Chase will waive select fees for account holders in Connecticut, New Jersey and New York — the three Irene-affected states where it has branches — through Sept. 4. Until then, those customers won’t be held liable for using another bank’s ATM ($2), overdrawing their checking account ($34 per transaction, up to three per day), using overdraft protection ($12), or paying late on a credit card, business or consumer loan. (On a credit card, that saves up to $35.)
Wells Fargo will waive select fees for account holders in Connecticut, New Jersey and New York through Sept. 2. Consumers won’t pay for using another bank’s ATM ($3) or making an early withdrawal from a certificate of deposit (a minimum $25). A spokeswoman says customers with further hardship can call customer service for other assistance on a case-by-case basis.
HSBC says it is offering assistance on a case-by-case basis, which may include replacing debit or credit cards, sending replacement statements, waiving some account fees and offering free telephone payments (regularly $20). Account holders in affected areas should call the toll-free number on the back of their debit or credit card to request a waiver or other help.
A spokesman for SunTrust says the bank will offer extensions on loans for customers in Irene-affected areas, also on a case-by-case basis.
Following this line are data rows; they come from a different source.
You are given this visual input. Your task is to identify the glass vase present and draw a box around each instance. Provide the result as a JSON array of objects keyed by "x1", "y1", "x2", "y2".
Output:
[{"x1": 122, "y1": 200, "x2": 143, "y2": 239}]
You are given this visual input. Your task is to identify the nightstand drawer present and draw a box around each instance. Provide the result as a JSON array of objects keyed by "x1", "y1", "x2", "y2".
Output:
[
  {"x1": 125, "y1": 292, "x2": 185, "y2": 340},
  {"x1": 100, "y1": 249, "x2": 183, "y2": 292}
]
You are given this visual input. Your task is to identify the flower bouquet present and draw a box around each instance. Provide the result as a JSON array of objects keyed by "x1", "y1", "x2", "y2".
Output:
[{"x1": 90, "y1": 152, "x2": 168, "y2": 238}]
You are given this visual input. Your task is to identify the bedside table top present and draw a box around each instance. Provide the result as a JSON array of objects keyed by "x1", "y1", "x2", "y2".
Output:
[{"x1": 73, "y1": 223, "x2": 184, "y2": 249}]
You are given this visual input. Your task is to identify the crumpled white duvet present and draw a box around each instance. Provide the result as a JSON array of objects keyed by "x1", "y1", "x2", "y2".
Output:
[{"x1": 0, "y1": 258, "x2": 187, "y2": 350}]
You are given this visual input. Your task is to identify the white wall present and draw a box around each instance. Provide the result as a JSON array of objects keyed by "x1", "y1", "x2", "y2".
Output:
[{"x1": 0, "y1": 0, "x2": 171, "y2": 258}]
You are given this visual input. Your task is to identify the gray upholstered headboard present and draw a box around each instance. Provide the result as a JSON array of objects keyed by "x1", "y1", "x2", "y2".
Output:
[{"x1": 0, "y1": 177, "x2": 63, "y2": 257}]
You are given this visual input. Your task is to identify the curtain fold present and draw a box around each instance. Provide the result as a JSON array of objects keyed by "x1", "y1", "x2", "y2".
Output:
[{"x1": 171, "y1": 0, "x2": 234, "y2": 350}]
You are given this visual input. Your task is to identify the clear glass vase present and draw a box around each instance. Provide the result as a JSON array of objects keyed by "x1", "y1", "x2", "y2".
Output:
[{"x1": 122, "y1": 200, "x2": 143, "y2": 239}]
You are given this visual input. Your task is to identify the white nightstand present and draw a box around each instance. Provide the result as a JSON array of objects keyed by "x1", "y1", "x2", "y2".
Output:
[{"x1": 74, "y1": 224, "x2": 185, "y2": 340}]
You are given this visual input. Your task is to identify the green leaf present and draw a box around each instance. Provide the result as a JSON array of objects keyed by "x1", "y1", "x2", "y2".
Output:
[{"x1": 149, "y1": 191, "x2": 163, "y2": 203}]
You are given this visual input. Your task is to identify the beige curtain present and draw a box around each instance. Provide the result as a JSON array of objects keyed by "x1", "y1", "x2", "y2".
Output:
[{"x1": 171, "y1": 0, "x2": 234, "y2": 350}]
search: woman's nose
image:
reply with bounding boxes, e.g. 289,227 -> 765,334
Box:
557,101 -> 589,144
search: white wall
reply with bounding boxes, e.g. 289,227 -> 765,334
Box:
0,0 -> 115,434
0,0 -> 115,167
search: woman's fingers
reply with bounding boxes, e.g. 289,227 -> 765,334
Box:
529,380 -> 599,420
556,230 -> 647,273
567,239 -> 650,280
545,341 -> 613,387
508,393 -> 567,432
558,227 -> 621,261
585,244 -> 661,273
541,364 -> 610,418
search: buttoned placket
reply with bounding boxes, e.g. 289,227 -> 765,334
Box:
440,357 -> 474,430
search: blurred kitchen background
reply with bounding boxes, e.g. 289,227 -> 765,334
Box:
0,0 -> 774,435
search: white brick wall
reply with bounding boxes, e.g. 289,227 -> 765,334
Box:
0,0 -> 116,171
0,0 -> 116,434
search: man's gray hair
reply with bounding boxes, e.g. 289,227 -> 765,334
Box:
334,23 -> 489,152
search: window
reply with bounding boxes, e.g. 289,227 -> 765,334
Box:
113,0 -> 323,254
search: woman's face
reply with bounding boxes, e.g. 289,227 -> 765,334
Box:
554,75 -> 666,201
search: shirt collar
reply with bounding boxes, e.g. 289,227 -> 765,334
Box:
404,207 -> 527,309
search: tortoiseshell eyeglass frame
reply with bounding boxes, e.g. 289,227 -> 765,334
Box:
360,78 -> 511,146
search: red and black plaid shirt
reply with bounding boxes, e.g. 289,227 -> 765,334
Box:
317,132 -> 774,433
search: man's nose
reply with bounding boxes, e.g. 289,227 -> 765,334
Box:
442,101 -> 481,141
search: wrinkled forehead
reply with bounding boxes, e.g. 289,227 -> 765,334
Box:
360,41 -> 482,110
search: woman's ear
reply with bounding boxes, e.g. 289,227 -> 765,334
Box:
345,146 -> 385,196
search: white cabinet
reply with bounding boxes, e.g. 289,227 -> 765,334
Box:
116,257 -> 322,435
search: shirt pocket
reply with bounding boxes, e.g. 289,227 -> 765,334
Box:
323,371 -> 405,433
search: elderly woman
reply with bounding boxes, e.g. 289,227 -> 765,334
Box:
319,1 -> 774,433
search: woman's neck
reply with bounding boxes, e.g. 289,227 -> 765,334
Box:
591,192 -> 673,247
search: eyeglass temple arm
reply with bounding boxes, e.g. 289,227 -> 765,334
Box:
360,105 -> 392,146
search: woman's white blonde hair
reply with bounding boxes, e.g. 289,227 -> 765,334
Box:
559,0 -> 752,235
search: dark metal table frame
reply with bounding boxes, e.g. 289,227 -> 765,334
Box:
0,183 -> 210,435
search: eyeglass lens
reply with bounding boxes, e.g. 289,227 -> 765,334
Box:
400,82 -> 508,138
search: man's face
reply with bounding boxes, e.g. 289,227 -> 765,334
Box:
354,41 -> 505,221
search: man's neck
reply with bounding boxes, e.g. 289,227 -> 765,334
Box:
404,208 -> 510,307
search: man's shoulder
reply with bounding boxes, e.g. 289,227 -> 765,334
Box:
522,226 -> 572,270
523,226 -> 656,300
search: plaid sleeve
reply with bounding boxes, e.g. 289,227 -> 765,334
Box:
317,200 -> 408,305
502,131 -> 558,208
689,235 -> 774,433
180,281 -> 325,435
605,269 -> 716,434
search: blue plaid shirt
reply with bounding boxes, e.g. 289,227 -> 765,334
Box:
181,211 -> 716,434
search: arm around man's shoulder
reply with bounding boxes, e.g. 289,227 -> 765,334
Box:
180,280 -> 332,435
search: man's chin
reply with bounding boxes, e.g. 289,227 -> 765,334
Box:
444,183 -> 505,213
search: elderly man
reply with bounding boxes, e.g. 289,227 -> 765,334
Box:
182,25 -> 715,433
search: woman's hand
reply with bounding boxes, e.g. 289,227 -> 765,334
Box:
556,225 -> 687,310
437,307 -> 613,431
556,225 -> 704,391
Those borrowers should reach out to their local branch or call the bank’s toll-free number for aid.
Capital One says it will offer assistance on a case-by-case basis, which may include waiving fees, reducing credit card APRs and devising special repayment plans. Customers can reach out to their local branch, call the bank’s toll-free number or send a request online, a spokesman said.
A Citibank spokesman says in emergency situations such as this, it waives fees and provide access to cash for account holders in affected areas. Call customer service to request assistance.
Bank of America says it will offer a number of “hardship” programs to help customers in Irene affected areas. “Typically, we waive the fees,” says a spokesman. Call customer service to request assistance.
Spokesmen for the banks said the decision was made to help consumers in areas where flooding and power outages may limit consumers’ ability to reach a branch or access their account online, or prevent the bank branch from reopening. “We know this is very stressful for our consumers and we want to put in as much extra effort as possible to help them,” says a Chase spokesman. Currently, 90% of the 1,015 New York-area Chase branches are already open, and most ATMs are working. An HSBC spokesman says just 15 of its East Coast branch locations remain closed due to storm damage. Bank of America expects minimal disruptions to its operations Monday, a spokesman says, and is deploying mobile ATM and banking centers to help customers in areas with widespread power outages where branches cannot reopen.
Update, 12:25 p.m.: This story has been updated to include a comment from Capital One.
Update, 12:40 p.m.: This story has been updated to include a comment from Citibank.
Update, 12:55 p.m.: This story has been updated to include a comment from Bank of America.
Update, 2 p.m.: This story has been updated to include a comment from Wells Fargo.